A significant business lobby said on Wednesday that China’s “inflexible” and “inconsistent” zero-Covid policy is harming European companies’ operations in the nation and that their presence “can no longer be taken for granted”.
The report from the European Union Chamber of Commerce in China is the most recent indication from the international business community that Beijing’s strict anti-virus restrictions are hurting the second-largest economy in the world and isolating it on the global scene.
China is the last significant economy committed to a strategy of stopping virus outbreaks as they start, using a combination of immediate lockdowns, extensive testing, and brief quarantines.
President Xi Jinping has deemed the strategy China’s most “economic and effective” path forward, despite causing business closures and upsetting global supply lines.

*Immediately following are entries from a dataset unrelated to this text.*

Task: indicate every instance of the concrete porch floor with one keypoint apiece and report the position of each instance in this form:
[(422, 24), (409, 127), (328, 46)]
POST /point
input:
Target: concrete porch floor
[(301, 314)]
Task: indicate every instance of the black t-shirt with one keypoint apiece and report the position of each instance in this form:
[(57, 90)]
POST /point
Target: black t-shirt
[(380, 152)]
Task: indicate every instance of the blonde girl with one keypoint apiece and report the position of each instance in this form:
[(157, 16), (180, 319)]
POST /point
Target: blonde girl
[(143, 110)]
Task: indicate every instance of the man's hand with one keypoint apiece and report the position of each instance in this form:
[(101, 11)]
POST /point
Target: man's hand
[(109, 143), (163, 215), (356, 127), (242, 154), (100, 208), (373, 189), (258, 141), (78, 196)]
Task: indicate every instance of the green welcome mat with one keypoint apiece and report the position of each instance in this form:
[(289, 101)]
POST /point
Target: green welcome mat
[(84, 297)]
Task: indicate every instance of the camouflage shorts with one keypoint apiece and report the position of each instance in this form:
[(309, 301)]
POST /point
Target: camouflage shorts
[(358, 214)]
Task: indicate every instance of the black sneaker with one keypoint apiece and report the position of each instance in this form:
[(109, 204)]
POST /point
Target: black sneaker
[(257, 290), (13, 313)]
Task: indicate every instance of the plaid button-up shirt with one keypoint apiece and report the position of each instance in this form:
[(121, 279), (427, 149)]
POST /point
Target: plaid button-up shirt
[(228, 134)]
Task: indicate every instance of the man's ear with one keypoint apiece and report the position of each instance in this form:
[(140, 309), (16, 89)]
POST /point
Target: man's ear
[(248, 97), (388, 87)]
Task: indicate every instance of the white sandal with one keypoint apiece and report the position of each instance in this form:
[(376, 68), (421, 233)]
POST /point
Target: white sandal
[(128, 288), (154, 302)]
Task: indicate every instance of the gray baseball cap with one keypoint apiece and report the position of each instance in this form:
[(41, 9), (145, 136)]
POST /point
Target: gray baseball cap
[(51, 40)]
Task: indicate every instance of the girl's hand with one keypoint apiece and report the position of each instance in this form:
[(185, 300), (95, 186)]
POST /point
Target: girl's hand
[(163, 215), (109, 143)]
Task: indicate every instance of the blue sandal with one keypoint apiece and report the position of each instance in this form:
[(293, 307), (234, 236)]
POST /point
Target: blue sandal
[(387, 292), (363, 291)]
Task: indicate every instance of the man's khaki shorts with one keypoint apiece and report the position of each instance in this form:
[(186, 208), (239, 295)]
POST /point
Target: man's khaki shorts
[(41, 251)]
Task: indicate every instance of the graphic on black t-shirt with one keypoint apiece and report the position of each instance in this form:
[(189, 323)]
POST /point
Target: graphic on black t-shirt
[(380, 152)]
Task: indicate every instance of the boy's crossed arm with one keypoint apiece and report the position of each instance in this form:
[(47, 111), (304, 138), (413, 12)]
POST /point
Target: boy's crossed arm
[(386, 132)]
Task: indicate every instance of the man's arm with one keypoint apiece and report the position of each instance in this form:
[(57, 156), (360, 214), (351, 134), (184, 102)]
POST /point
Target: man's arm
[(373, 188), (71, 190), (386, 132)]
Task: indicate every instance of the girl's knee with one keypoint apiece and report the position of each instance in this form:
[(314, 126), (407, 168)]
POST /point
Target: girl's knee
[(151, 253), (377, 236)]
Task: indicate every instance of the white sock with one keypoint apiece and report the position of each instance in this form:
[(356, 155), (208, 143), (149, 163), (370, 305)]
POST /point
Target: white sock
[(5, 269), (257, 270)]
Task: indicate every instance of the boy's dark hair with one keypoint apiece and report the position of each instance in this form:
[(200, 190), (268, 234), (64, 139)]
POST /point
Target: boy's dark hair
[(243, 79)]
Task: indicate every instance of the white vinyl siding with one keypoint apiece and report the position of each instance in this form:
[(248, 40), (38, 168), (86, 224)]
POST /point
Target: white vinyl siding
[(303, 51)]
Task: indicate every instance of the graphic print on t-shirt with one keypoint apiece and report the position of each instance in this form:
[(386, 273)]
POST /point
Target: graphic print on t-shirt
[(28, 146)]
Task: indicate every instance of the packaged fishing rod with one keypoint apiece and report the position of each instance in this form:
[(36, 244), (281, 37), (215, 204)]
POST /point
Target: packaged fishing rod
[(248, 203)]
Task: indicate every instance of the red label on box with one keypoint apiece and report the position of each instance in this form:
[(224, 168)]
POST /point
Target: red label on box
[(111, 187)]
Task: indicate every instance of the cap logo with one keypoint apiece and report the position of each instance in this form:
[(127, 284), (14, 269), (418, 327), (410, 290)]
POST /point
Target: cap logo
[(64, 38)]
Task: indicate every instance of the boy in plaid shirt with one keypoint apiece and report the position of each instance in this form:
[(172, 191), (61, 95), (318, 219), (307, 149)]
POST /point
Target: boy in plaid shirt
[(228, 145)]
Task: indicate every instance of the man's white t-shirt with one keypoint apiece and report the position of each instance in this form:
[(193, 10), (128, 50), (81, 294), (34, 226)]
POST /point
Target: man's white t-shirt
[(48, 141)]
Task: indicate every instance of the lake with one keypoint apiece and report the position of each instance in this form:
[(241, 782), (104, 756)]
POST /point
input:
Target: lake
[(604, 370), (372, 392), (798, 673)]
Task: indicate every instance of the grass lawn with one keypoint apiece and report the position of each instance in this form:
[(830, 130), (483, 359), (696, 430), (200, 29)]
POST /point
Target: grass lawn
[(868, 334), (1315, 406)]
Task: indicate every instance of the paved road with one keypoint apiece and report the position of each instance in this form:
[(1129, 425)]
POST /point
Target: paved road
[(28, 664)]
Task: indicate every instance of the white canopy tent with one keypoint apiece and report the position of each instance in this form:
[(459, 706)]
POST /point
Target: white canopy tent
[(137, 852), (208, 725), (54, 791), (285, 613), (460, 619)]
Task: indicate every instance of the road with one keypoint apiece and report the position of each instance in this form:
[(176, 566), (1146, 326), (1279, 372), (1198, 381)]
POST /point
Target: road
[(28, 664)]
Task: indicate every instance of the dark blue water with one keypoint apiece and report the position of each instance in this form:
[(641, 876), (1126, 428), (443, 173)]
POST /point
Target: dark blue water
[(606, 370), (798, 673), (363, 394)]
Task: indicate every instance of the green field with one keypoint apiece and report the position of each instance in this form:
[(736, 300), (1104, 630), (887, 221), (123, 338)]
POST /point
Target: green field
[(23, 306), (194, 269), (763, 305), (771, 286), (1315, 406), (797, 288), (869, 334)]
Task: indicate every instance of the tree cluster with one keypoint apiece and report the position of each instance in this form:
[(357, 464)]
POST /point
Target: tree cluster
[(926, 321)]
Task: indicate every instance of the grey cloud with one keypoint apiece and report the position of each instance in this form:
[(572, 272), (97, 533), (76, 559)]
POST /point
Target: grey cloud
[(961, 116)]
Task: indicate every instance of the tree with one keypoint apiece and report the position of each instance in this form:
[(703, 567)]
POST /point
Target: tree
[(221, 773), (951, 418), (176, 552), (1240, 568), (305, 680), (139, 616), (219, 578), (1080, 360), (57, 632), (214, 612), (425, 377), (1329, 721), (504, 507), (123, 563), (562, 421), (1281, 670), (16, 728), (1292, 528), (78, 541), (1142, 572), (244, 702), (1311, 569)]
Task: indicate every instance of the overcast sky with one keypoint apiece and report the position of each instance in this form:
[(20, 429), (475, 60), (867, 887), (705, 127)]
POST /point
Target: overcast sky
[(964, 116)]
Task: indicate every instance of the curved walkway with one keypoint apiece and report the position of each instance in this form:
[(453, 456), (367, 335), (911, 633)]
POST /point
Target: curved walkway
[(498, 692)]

Officials have not yet suggested when the limits will be relaxed.
In a position paper, the European Chamber, a collection of more than 1,800 European businesses operating in China, said that zero-Covid and its “massive uncertainty” had a “negative impact” on 75 per cent of the operations of its members.
The organisation warned that ideology appeared to be “trumping the economy” and described Xi’s hallmark programme as “inflexible and inconsistently implemented.” It said that China’s economic environment would remain unpredictable as long as the possibility of lockdowns persisted.
The circumstance, it was claimed, had led to the biggest proportion of businesses in the past 10 years thinking about moving current or planned investments out of China.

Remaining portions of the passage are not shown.